Juste avant Il Castellare, une ferme en ruines perdue au milieu de nulle part, un panneau indique un panorama. Les jeunes se sont pour une fois arrêtés pour y prendre des photos. L'endroit n'a pourtant rien d'exceptionnel mais puisque c'est indiqué "Panorama", ma foi...
Je les laisse s'éloigner...
Et alors que je profite du paysage, je vois deux chevreuils grimper le flanc de la vallée ! Je reste immobile au milieu du chemin... Et voilà qu'ils se dirigent vers moi ! Prenez ça comme vous le voulez, mais moi je vois ça comme un cadeau de la nature.
Les jeunes ont pris suffisamment d'avance, je reprends ma progression.
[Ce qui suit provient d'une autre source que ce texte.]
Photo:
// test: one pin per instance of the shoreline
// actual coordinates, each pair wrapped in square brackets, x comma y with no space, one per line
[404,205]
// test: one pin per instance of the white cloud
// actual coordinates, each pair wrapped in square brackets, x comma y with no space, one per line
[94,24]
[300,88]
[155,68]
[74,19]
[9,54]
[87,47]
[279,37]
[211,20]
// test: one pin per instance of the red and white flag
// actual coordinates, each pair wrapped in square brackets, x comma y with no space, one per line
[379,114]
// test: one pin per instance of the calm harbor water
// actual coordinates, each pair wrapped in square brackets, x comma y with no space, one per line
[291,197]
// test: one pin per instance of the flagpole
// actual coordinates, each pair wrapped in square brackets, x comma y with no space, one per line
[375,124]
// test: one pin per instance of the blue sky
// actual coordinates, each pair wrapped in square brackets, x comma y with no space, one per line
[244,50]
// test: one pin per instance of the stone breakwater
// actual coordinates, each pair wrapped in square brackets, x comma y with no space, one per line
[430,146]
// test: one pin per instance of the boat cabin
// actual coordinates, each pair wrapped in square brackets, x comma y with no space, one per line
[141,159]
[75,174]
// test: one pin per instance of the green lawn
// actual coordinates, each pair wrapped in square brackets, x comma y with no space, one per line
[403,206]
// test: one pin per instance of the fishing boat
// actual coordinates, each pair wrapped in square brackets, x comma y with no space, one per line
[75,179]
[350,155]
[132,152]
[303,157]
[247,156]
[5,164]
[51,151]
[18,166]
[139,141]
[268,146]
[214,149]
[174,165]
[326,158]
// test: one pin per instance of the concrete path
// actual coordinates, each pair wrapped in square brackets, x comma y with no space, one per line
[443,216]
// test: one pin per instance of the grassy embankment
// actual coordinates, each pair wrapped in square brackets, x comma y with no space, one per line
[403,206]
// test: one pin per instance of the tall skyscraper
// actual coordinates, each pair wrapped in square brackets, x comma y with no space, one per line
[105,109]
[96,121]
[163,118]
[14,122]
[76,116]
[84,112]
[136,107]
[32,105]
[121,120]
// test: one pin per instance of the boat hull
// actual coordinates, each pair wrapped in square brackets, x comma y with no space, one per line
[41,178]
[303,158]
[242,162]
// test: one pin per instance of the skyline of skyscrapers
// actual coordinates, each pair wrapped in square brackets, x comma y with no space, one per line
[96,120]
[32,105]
Après Il Castellare, le paysage prend un aspect très particulier ! S'il n'y avait les chaumes, ces tiges végétales qui subsistent après la moisson des céréales, nous nous croirions en plein désert ! Plus du côté est du chemin qu'à l'ouest où la végétation est plus présente, il est vrai.
Quel spectacle étonnant !
Après la Strada Provinciale 46 di Rimorti o di Val d'Orio, nous montons dans les vignes. Le paysage va-t-il perdre son aspect désertique ? Que nenni !
Au détour du chemin, après la ferme de Maremmana Secondo, un panneau "Big bench" attire forcément notre attention. Un grand banc ? Voilà qui est étrange ?
Un étroit sentier nous conduit au sommet de la colline à travers la végétation desséchée, pour nous emmener devant un gigantesque banc... monopolisé par les jeunes Bolonais ! On se croirait dans le film "Chérie, j'ai rétréci les gosses." !
Sans leur faire le moindre reproche, je leur montre les photos des chevreuils qui sont apparus après leur départ. Ça aura suffit pour leur faire comprendre que leur sono n'était pas appropriée. De braves jeunes !
De là-haut on profite d'un superbe panorama.
Du "Big bench", nous descendons jusqu'au Rio Pietroso, après avoir traversé la Strada Provinciale 26. Nous sommes maintenant à Gambassi Terme, l'arrivée approche.
Mais nous avons marché dans une telle fournaise que je suis obligé de frapper à la porte d'une habitation voisine de la rivière pour remplir à nouveau ma poche à eau ! Jamais je n'aurai consommé autant d'eau lors d'une randonnée et visiblement je ne suis pas le seul parce que, d'après l'occupant des lieux, c'est fréquemment qu'on vient le solliciter.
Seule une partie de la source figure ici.